Para plantear el tema de los orígenes del arte romano hay que referirse en primer lugar al marco geográfico e histórico en el que se produce la extensión del dominio de la propia ciudad de Roma, tanto a lo largo de la península Itálica como a lo ancho del mar Mediterráneo.
A medida que Roma va extendiendo su influencia y sus dominios, entra en contacto directo con la civilización etrusca, cuyos focos principales se localizaban al norte del Lacio, y con la población griega del sur y de Sicilia.
Sin olvidar la importancia del dominio cartaginés, con el que los romanos debieron enfrentarse para que el Mediterráneo llegara a ser el Mare nostrum, puede afirmarse que esta doble filiación etrusca y griega determina los orígenes del arte romano propiamente dicho.

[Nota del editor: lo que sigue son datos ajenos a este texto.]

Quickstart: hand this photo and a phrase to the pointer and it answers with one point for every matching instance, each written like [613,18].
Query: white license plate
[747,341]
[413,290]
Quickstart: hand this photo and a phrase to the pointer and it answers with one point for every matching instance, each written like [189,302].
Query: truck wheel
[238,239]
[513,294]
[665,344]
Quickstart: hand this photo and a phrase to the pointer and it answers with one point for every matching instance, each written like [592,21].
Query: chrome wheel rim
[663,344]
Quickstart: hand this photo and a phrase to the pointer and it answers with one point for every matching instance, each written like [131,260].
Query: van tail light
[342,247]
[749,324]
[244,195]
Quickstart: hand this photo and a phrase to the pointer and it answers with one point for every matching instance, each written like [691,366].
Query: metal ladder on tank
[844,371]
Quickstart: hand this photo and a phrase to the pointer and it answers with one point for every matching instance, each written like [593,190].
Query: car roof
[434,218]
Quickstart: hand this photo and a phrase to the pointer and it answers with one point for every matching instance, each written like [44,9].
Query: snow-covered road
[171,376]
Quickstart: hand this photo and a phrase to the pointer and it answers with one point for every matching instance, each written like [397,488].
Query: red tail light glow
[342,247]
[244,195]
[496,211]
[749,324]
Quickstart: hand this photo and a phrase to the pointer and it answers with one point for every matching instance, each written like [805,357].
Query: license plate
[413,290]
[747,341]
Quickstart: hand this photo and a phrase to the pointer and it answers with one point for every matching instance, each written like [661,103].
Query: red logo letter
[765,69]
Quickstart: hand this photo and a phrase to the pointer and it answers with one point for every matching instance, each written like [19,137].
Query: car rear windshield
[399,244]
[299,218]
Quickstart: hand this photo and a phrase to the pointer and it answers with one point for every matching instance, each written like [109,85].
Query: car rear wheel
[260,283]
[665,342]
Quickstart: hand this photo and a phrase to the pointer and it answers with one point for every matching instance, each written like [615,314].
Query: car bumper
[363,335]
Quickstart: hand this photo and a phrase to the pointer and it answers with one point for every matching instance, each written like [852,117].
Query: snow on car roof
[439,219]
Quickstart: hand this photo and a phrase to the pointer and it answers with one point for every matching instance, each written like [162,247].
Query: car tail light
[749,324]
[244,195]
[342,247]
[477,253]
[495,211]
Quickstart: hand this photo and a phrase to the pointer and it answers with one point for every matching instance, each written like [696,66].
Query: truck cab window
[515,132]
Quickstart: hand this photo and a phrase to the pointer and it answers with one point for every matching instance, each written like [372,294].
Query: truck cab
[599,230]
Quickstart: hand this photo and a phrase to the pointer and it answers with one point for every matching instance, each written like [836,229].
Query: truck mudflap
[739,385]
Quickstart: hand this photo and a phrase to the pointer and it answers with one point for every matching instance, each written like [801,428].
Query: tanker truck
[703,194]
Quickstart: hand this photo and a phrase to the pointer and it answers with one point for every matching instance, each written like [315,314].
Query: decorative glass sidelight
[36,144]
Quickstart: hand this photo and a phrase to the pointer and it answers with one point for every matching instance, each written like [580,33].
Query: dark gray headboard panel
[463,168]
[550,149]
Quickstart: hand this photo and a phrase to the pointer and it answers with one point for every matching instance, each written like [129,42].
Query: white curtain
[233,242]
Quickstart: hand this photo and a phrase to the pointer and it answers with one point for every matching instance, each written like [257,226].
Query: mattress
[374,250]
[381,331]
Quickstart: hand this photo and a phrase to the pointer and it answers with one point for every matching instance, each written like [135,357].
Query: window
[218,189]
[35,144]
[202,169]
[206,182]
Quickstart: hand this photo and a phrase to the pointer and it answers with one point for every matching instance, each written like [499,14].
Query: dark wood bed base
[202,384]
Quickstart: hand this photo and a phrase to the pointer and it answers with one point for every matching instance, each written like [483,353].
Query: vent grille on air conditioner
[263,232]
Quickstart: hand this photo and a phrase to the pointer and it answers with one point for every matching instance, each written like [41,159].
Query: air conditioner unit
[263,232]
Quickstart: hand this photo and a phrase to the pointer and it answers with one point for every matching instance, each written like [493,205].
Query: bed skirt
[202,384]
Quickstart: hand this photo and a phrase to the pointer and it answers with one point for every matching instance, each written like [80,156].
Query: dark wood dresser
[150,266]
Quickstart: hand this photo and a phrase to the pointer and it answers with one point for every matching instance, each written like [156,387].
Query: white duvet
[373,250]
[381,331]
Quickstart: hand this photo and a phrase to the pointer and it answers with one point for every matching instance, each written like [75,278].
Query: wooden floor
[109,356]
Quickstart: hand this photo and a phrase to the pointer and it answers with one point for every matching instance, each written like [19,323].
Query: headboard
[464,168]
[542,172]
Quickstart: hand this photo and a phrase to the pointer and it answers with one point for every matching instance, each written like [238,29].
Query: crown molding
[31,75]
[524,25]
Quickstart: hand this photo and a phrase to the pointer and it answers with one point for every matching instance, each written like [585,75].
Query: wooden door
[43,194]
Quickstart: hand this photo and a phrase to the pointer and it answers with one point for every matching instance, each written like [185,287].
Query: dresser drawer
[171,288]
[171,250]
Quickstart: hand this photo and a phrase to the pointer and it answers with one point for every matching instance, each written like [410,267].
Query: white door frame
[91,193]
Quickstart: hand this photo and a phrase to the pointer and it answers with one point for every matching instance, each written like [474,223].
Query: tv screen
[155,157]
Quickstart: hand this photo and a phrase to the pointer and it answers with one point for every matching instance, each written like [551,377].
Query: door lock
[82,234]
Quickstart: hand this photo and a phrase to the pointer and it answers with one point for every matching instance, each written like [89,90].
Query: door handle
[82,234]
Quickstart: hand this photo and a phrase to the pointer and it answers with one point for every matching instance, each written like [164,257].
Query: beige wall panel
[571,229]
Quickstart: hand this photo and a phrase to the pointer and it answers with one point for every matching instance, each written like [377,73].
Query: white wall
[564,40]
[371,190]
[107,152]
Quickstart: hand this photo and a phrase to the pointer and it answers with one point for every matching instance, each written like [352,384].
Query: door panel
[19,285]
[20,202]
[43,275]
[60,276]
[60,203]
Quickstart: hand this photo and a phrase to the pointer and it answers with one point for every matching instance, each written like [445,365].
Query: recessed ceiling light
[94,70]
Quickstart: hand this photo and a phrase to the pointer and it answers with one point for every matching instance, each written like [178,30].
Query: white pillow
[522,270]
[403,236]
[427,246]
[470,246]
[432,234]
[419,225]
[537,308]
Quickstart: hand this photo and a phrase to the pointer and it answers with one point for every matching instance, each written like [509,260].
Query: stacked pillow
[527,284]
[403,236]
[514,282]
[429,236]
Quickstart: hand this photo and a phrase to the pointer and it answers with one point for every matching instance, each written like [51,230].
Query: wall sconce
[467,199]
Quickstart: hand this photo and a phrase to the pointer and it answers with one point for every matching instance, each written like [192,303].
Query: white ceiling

La cultura etrusca, como la cultura ibérica, es el resultado del cruce de influencias diversas, entre ellas la de Grecia, sobre el sustrato acumulado indígena de los pueblos mediterráneos. Así pues, Roma recibe, por una parte, una influencia griega directa, pero por otra parte recibe también una influencia indirecta de Grecia a través de la cultura etrusca.
Por consiguiente, cuando Roma acoge determinadas influencias etruscas, recoge ya los frutos de una primera asimilación autóctona de la cultura griega, especialmente manifiesta en los tipos arquitectónicos. Por otra parte, y sobre todo a partir del siglo II a.C, tras la conquista de Siracusa, añadió una creciente influencia directa de Grecia, la cual se manifestó de forma preferente en las artes plásticas.
A partir del momento en que se avanza hacia la síntesis entre las tradiciones etruscas y ciertos aspectos del arte griego es cuando puede hablarse de cultura y de arte romanos propiamente dichos, aunque para ello también era preciso que Roma tuviera entidad, fuerza y energías suficientes como para asimilar y hacer suyo el legado de otras culturas. La leyenda fija en el año 753 a.C. la fundación de la ciudad de Roma por Rómulo y Remo.